To Blackman, this is all just fine.

These individuals are criminals ipso facto.

They have no right to privacy and any technology that protects them from being monitored by the state (aka an unlawful search) should be regarded as “morally dangerous.”

Conclusion

If the AI industry wants beef with privacy preserving tech, they’ll need to take a number and get in line.

The shadowy technologists are already at war with authoritarian government overreach, the entire legacy tech industry, and the legacy financial system.
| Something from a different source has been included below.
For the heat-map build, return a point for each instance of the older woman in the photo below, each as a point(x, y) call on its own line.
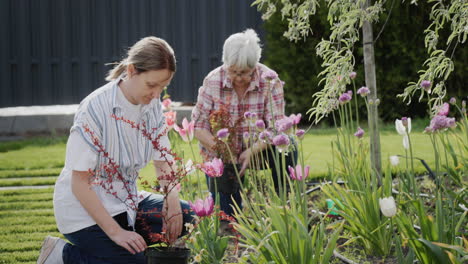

Adding AI to the list won’t tip the odds all that much.

I do agree with Blackman on one thing:

“Signal’s influence doesn’t necessarily hit us at the belief level. It hits us at the action level: what we do, how we operate, day in and day out. In using this technology, we are acting out the ethical and political commitments of the technologists.”

Yes.

Thanks to them, everyday folks have a powerful tool to protect themselves from surveillance capitalism and the prying eyes of the state.

I just hope the readers of the Times are able to spot the rest of the piece for what it is — A manipulative and alarmist attack on the notion that we have any right to online privacy, in the service of yet another industry that depends on us not having it.